Ukraine's presidential election is the first step to solving its government's legitimacy problem
It has not been an easy start for Ukraine's new authorities, who have had to deal with annexation, armed insurgency, rescuing the national economy from the precipice and organising a presidential election no less. A baptism of fire by anyone's standards. The annexation of Crimea came when the new incumbents had barely sat at their desks. The violent provocations in the east and south of the country are unprecedented in Ukraine's 23 years of independence, whilst Russia has a 23 year track record of violence in the Caucasus and terrorism in its cities. Draw your own conclusions about where this outbreak of 'civil war' in Ukraine has in fact come from.
To add to that, the current authorities have absurdly and maliciously been labeled a 'junta' by pro-Moscow tweeters and bloggers scratching around for a smear term (the only true junta that has ever existed in Eastern Europe was the early 80s junta in Poland, which was backed by the USSR), part of a well worn tradition of concept stretching by Russia. Kiev is not a 'junta' any more than Greenpeace activists are 'pirates' or 'hooligans', or indeed gay rights campaigners 'propagandists'. Despite this however, it is true enough to say that the government since its traumatic beginnings has lacked true democratic legitimacy, and therefore Sunday's presidential elections are the crucial first step in solving a legitimacy problem with Ukraine's governance which in fact goes back to 2010.
When Viktor Yanukovych was elected President in early 2010, parliament was still under the mandate of the 'orange parties' of Prime Minister Tymoshenko and former President Yushchenko. What then followed was a spectacular capitulation of the whole constitutional order. The Constitutional Court, re-stuffed with judges loyal to Yanukovych, ruled that parliamentary deputies could now switch sides, the problem being that, with Ukraine's closed list electoral system, this is tantamount to your vote growing legs and walking away from you. The defectors were dubbed 'tushki', a term meaning animal corpse. The standard of parliamentarianism thereafter soon became abysmal, with 'piano playing' (deputies pressing the voting buttons of absent members), as in the Russian Duma, becoming standard practice, and even savage beatings meted out to Yanukovych opponents. Votes were sometimes registered for MPs who were not even in the country at the time. The 2012 parliamentary elections followed electoral reforms designed to favour the President's Party of Regions. The introduction of a proportion of constituency MPs favoured the ruling parties, and electoral commissions were staffed by personnel from these same ruling parties. Unlike the previous three national elections (two parliamentary, one presidential, the election was not judged internationally to have been free and fair.
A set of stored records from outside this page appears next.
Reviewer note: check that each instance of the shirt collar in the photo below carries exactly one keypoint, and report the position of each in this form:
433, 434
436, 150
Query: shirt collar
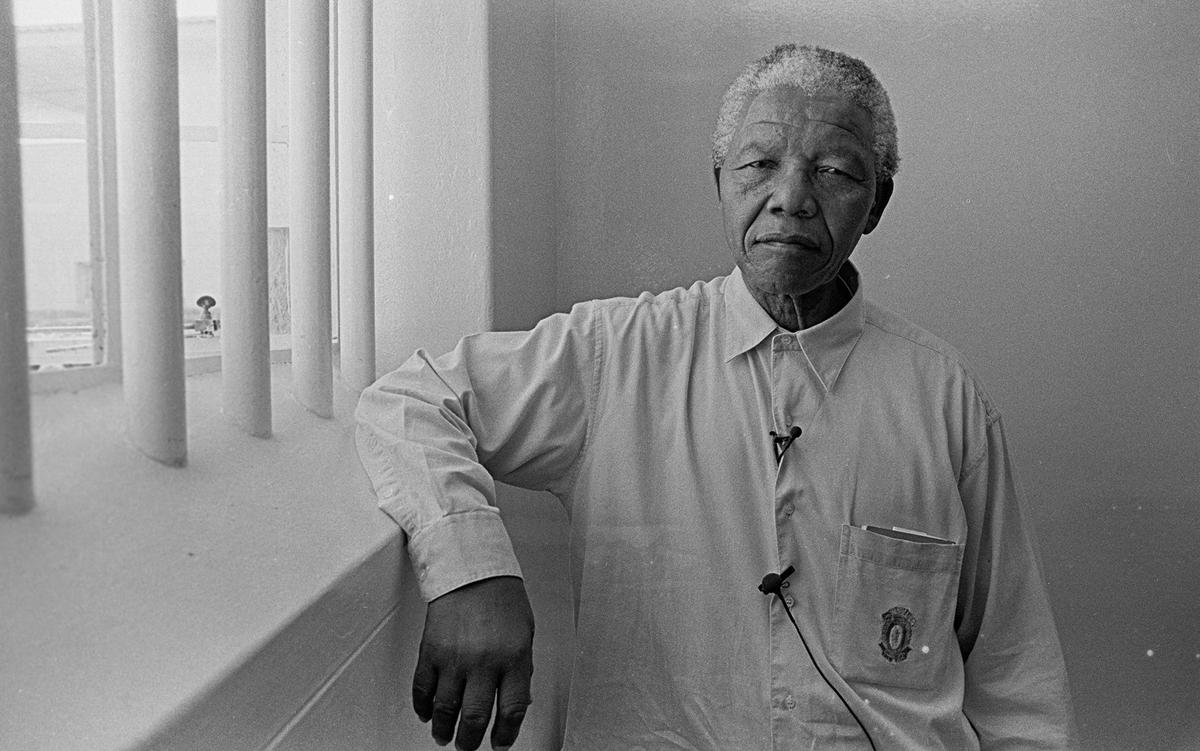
827, 344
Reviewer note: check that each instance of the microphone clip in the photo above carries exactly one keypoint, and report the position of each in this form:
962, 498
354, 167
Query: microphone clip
772, 582
781, 443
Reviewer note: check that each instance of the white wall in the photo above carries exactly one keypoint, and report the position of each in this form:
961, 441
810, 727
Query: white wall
432, 175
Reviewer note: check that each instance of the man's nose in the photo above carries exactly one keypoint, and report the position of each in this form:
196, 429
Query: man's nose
795, 193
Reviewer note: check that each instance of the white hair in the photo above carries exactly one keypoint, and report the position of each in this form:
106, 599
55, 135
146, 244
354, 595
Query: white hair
814, 70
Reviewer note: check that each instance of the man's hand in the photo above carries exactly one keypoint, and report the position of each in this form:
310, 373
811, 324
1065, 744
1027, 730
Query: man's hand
477, 653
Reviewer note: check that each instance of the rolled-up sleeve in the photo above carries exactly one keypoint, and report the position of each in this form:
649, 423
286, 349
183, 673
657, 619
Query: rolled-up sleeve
1017, 694
436, 433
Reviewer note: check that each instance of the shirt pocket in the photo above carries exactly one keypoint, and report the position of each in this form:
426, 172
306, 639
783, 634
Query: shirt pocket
894, 610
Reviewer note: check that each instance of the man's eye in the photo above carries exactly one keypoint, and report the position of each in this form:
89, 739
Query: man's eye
828, 169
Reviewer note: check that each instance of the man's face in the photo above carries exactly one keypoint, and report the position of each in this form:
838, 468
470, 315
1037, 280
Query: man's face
798, 190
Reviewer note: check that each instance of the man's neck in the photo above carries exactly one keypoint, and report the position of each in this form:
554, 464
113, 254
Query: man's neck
808, 310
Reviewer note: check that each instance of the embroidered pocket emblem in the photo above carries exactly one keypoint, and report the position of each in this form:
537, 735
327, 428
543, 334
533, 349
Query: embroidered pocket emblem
895, 638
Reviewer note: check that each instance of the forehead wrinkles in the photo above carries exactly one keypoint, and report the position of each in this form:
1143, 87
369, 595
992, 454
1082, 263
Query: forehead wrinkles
775, 133
785, 109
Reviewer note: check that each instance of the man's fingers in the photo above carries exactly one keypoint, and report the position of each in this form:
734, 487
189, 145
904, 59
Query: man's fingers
511, 703
477, 712
425, 685
447, 703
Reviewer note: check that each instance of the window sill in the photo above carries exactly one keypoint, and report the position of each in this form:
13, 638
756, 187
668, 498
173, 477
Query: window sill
133, 592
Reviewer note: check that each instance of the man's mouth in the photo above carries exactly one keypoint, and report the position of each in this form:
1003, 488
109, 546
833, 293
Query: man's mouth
778, 238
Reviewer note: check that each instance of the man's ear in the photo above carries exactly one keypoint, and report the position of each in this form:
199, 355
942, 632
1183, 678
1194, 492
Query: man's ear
882, 194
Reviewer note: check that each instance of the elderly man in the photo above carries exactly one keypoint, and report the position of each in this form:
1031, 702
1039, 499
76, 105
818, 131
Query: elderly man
768, 422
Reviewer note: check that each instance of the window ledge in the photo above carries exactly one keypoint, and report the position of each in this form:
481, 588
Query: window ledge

Fast forward to February this year, and whilst the voice of the people was finally being heard, the speed with which MPs hurriedly switched sides again following Yanukovych's exit in February was, constitutionally speaking, little better than the 'tushki' of four years earlier. Just as in 2010 a 'winner takes all' mentality saw now vulnerable deputies scrambling to save their careers and positions. There was of course a huge difference however. The new authorities from the outset took power on the promise of elections. We must remember that if not for Euromaidan, Ukraine might now have been looking ahead to years or decades without such free elections, the situation which predominates in the countries of the Customs Union that Yanukovych would have taken them into, Belarus, Russia and Kazakhstan
What must follow these elections is constitutional reform that will guard against the monopolisation and abuse of power of the past several years. Ukraine should adopt a parliamentary system, the kind which has lead successful reforms in the likes of Poland or Czech Republic, and resist the urge to revert to the presidential model which has in contrast failed its citizens so miserably in the post-Soviet space. Ukraine must also figure out how it manages its multiculturalism without allowing the country to disintegrate. There is scope for delegating local language and schooling policy to muncipal level, as well as the dvisive issue of historical commemorations, but Ukraine lacks the political maturity for full blown federalism, so this should wait for now. Fears about Ukraine becoming a series of fiefdoms under that scenario are well founded.
It is also a sobering reality that they will have to face their challenges largely without the backing of the international community. Whilst the European Union has rightly put on the table a deal to allow Ukraine to access the internal market, there is plenty from member states to suggest that the EU's backing can't be relied upon, owing to the EU member states' deep ties to Russia. Whether it be German industry, French warships, Spanish ports or London's financial sector, there is little suggest that these countries will do very much to support the freedom of Ukrainians. Ukraine's road ahead looks a lonely one. The new President will need all the collective wisdom he can muster.
The presidential election must be followed as soon as possible by a parliamentary one. A proportion of constituency mandates must be maintained to represent occupied Crimea and the districts currently ravaged by the Russian-sponsored insurgency. The new parliament must adhere to new standards of parliamentarianism so that the abuses of the past four years cannot be repeated. If it does this, the legitimacy problem can finally be consigned to history.